As I walked out of the theater where I saw "Teenage Mutant Ninja Turtles" in its latest big-screen incarnation, I smiled as I saw two kids, maybe six, clearly amped up and delighted by the film, aiming mock spin-kicks and playful karate chops at each other. I was immediately caught up in two contradictory thoughts: I was glad, sincerely, that those two youths had clearly been engaged by the film and caught up in the spirit of the action and characters. At the same time, I was even more glad that those two hopped-up youths were not, in any way, shape, or form, my responsibility.

This latest big-screen version of '80s franchise "Teenage Mutant Ninja Turtles" comes to us as an alliance between producer Michael Bay -- the man who's done more to define and damage big-screen action than any other -- and Nickelodeon, the kid's programming behemoth who, not coincidentally, re-ran the original animated series and its other spin-offs ad nauseam to earn ad revenue and then acquired global rights to the brand in 2012. (Nickelodeon, Paramount Pictures and Film.com are all owned by Viacom.)

The TMNT were originally created as a parody of trends in '80s comics -- a field then crowded with mutants, angsty adolescents and grim, dark martial-arts violence. And yet kids loved the interplay between the four turtles and loved their brotherhood, and what was a one-time only parody became a multi-tentacled multi-media franchise, with this the latest salvo in a long line of moneymakers.

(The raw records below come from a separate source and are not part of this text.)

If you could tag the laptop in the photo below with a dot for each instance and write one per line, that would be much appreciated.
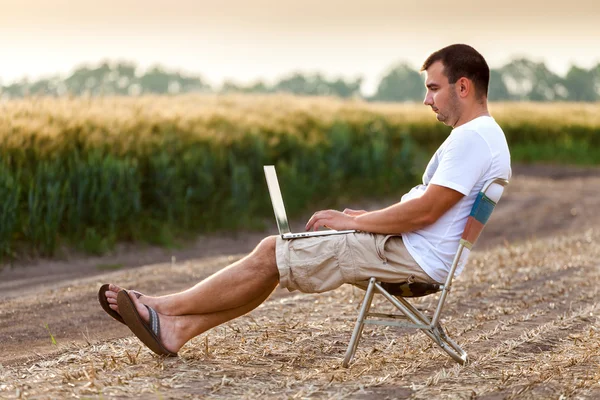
(279, 208)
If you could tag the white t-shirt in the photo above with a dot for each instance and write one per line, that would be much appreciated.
(472, 154)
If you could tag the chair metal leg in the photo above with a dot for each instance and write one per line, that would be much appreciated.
(449, 345)
(364, 309)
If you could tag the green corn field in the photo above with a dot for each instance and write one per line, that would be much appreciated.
(88, 172)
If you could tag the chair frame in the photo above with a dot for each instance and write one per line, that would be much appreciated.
(431, 327)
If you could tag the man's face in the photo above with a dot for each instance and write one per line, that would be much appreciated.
(441, 95)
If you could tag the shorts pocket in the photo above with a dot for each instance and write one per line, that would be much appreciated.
(311, 250)
(380, 241)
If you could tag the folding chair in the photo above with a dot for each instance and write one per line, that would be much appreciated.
(397, 292)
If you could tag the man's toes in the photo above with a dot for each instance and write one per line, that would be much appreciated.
(113, 288)
(141, 308)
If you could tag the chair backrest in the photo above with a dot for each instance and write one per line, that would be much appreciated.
(480, 214)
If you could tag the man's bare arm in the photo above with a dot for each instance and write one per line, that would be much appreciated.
(397, 218)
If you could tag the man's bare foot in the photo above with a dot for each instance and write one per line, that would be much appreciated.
(170, 326)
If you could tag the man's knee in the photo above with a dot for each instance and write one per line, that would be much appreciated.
(267, 246)
(265, 252)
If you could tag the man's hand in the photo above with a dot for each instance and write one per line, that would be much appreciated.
(331, 219)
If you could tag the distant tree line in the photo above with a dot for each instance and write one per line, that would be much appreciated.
(519, 80)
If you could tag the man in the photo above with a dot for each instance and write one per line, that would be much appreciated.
(413, 240)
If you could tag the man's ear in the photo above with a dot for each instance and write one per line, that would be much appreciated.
(464, 87)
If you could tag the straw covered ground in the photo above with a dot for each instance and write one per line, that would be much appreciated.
(526, 310)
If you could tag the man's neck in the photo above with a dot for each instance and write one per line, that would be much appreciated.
(473, 113)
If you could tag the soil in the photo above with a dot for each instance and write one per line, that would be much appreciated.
(57, 297)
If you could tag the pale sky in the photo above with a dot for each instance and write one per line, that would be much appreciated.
(245, 40)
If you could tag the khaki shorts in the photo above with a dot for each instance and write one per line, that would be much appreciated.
(319, 264)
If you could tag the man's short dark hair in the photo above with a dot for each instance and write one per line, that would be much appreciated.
(461, 60)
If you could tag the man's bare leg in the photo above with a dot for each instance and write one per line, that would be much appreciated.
(228, 294)
(175, 331)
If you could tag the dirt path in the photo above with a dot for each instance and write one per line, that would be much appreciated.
(540, 202)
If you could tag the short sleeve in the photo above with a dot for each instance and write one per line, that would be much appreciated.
(464, 160)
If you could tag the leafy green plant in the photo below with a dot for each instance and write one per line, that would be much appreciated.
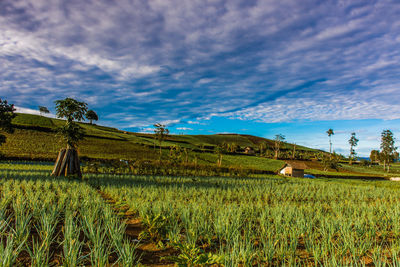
(155, 227)
(189, 255)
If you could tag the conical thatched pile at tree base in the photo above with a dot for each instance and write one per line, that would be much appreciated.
(67, 163)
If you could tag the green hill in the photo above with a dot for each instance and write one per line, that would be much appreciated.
(36, 138)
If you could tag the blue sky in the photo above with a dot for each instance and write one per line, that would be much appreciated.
(255, 67)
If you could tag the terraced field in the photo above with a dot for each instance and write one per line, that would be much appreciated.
(127, 220)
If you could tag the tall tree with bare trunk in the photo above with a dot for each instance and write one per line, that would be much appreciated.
(330, 133)
(6, 116)
(279, 138)
(387, 149)
(67, 163)
(353, 141)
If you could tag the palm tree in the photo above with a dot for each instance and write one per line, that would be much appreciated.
(330, 133)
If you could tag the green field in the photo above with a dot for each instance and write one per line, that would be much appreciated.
(125, 220)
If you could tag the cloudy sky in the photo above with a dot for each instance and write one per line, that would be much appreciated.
(254, 67)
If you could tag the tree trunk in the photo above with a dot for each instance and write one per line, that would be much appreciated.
(67, 163)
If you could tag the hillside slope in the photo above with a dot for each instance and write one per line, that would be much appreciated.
(36, 138)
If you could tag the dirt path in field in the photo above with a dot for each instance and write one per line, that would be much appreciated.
(150, 254)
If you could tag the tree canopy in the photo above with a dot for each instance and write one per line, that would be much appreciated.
(71, 109)
(330, 133)
(43, 109)
(353, 141)
(92, 116)
(6, 116)
(387, 148)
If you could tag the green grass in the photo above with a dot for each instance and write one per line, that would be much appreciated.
(266, 221)
(33, 120)
(109, 143)
(374, 169)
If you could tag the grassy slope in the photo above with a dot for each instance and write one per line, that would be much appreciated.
(36, 138)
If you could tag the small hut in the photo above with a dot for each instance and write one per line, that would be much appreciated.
(249, 150)
(294, 169)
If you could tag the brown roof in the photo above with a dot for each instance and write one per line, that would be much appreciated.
(296, 165)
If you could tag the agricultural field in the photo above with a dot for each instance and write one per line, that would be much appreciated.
(125, 220)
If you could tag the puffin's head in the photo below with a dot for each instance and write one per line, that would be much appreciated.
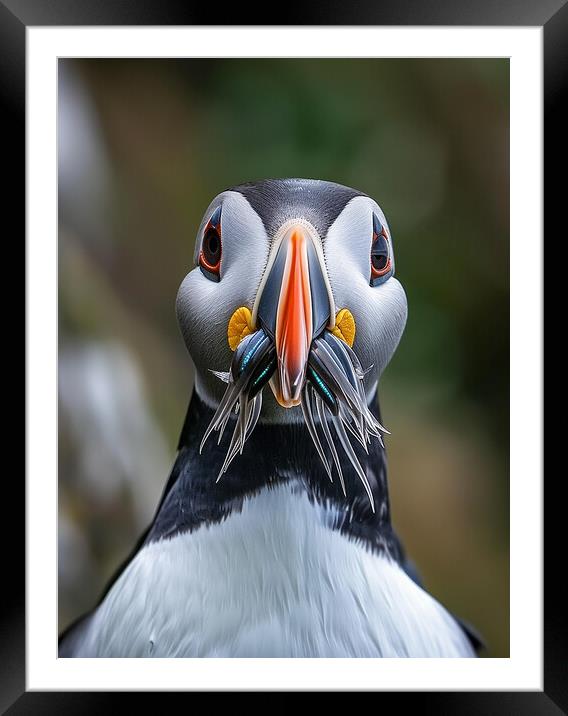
(293, 288)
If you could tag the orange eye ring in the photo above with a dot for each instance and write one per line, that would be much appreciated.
(377, 272)
(212, 268)
(211, 247)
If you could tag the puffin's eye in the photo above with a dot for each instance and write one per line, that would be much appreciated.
(210, 254)
(381, 261)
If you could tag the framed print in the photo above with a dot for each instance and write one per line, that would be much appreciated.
(161, 160)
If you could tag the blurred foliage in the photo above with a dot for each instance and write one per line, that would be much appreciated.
(144, 145)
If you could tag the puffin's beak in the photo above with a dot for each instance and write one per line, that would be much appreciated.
(294, 308)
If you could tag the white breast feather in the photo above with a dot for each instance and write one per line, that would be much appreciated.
(271, 581)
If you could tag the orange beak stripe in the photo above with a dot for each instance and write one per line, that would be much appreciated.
(294, 321)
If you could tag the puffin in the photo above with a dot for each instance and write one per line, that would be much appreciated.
(273, 534)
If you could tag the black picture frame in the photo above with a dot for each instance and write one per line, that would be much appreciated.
(15, 16)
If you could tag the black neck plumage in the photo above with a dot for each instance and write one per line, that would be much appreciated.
(273, 455)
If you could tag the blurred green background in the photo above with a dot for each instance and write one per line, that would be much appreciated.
(144, 145)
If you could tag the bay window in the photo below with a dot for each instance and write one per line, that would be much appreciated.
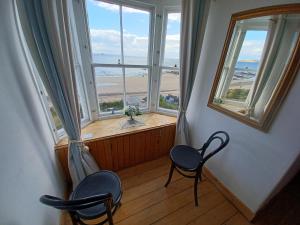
(134, 55)
(120, 55)
(169, 69)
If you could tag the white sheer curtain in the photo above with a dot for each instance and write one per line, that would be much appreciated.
(47, 31)
(193, 22)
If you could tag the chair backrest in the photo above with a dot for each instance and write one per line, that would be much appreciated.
(215, 136)
(73, 205)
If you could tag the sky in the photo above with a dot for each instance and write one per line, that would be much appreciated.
(253, 45)
(104, 24)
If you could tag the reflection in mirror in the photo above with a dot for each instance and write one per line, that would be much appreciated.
(255, 63)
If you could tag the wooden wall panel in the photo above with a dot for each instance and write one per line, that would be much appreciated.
(120, 152)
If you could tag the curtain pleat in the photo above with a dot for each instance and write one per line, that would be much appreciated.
(46, 29)
(193, 22)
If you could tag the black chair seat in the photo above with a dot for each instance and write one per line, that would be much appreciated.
(186, 157)
(191, 160)
(94, 184)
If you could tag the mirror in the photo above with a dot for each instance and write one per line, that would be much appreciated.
(259, 62)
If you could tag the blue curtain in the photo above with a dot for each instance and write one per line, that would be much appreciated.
(193, 22)
(46, 29)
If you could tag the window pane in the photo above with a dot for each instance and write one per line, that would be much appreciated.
(136, 24)
(172, 42)
(104, 24)
(246, 68)
(136, 83)
(109, 86)
(169, 89)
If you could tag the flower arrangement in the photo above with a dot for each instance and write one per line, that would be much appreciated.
(131, 111)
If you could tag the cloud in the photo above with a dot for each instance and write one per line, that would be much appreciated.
(175, 17)
(108, 42)
(115, 8)
(252, 49)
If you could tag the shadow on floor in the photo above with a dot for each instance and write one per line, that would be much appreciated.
(284, 209)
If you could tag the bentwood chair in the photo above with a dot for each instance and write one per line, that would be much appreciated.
(97, 195)
(189, 161)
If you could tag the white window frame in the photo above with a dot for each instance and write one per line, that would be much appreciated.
(167, 10)
(138, 5)
(157, 30)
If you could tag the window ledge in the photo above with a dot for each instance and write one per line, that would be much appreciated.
(107, 128)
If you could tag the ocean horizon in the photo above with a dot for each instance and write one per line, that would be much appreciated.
(250, 66)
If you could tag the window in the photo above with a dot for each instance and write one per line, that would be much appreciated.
(120, 55)
(169, 70)
(255, 67)
(135, 55)
(245, 68)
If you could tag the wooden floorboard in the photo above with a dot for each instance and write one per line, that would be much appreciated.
(146, 201)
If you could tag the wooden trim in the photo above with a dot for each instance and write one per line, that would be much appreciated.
(229, 195)
(285, 83)
(99, 132)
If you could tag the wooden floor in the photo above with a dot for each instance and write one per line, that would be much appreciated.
(147, 201)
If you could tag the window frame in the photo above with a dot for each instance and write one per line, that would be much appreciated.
(157, 27)
(167, 10)
(245, 28)
(137, 5)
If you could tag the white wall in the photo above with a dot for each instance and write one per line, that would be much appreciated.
(254, 163)
(27, 164)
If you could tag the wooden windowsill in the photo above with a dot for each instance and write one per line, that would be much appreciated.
(107, 128)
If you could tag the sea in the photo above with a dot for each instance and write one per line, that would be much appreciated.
(133, 60)
(243, 69)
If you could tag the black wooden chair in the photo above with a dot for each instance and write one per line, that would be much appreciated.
(96, 195)
(189, 161)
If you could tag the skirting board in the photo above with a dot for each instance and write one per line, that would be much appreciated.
(229, 195)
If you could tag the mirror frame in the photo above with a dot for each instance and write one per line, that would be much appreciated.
(284, 84)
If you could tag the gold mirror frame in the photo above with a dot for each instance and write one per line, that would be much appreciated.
(284, 84)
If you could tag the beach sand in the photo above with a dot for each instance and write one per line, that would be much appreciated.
(110, 88)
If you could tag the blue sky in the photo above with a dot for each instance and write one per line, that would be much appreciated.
(104, 24)
(253, 45)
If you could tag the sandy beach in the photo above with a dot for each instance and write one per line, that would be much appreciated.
(110, 88)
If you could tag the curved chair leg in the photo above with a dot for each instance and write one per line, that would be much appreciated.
(108, 212)
(73, 218)
(170, 174)
(196, 190)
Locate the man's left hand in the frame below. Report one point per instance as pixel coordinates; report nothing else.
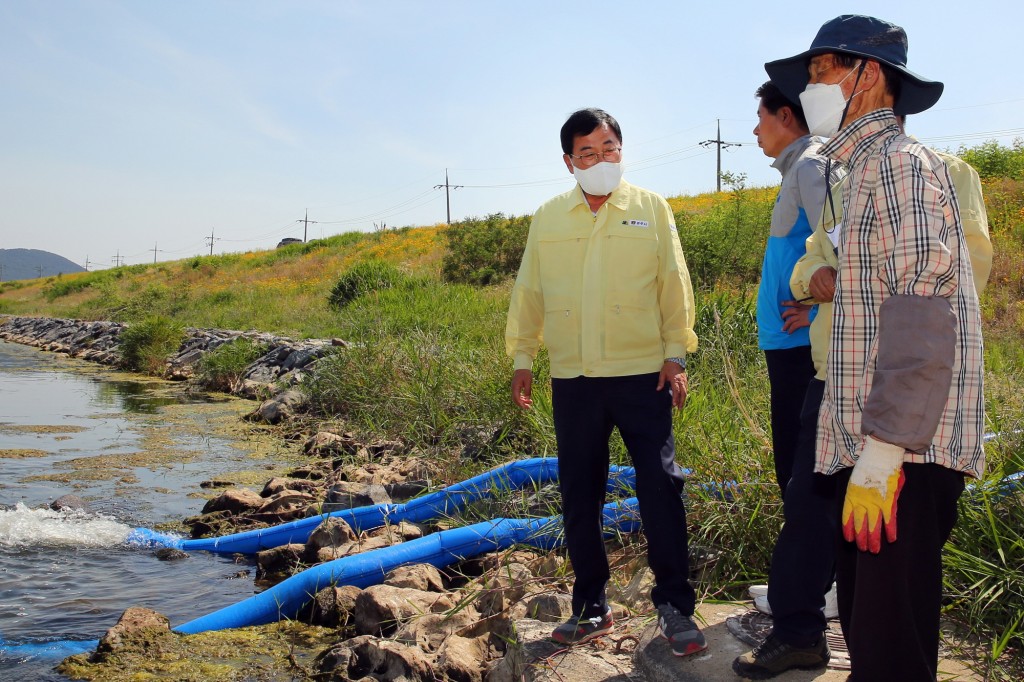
(872, 494)
(674, 377)
(796, 315)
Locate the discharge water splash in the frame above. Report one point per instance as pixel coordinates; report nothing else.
(22, 526)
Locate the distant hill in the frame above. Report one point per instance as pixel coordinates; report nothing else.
(31, 263)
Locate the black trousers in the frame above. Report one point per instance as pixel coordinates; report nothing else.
(889, 602)
(790, 371)
(803, 563)
(586, 410)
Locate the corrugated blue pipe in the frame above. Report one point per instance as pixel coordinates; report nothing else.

Megan Fox -- previously trained in blankly staring at special effects that aren't really there by Bay himself -- is April O'Neil, a plucky reporter tired of puff pieces who wants to break the story about the Foot gang, a group of criminals terrorizing New York; her investigation offers proof of a vigilante -- or vigilantes -- fighting the Foot gang's machinations from hiding. The vigilantes are of course the Turtles -- sword-wielding leader Leonardo (voiced by Johnny Knoxville), gruff muscleman Raphael (Alan Ritchson), skateboarding goofball Michelangelo (Noel Fisher) and bespectacled tech-guy Donatello (Jeremy Howard).

One of the strangest things about "Teenage Mutant Ninja Turtles" is how it plays remarkably like every other recent big-money, big-action, big-studio summer film -- urban destruction, the team gelling as part of the journey, a climax involving a deadly whatsit on top of a tall building -- but with, you know, turtles. The Turtles themselves are brought to life by a combination of practical effects, motion capture, CGI and money, and director Jonathan Liebsman ("Battle: Los Angeles") has an adequate handle on how to use them in a group of action sequences that feel like they were copy-and-pasted in from other films -- Subway fight! Downhill snowy chase! A battle against the clock on top of a skyscraper!

The most uneasy aspect of "Teenage Mutant Ninja Turtles" is how incredibly violent it is for a PG-13 movie that, as evidenced by my karate-chopping fans after the film, is going to be seen by a much younger audience. There are edged weapons galore: at one point three of the Turtles have their blood pumped out of them by bad guy William Fichtner like very large Peking Ducks; an underling is killed with poison gas, and we see holes eaten in his skin as he lies there twitching. The sexism in it -- with a joke from one of the Turtles about how April is "so hot she makes my shell get tight" and a deliberate shot of Fox's posterior as she leans out a car window -- is fairly disquieting as well. There's also product placement galore, just in case you think your kids aren't getting enough advertising aimed at them.

"Teenage Mutant Ninja Turtles" is designed to fill a pipeline, a matter of volume more than quality. It's bland, familiar, lazy and drunk on a deadly mix of nostalgia and unthinking adrenaline. It's a property made to mock 1980's pop culture that, in 2014, doesn't really connect to anything other than itself. It's made by people who don't care about your kids as humans, just as current and future consumers. It wastes the comedic abilities of Will Arnett as a horny, hangdog cameraman crushing on Fox's April O'Neil. "Teenage Mutant Ninja Turtles" isn't a movie; it's a brand re-launch that's going to satisfy stockholders far more than it's going to entertain the people who paid to watch it.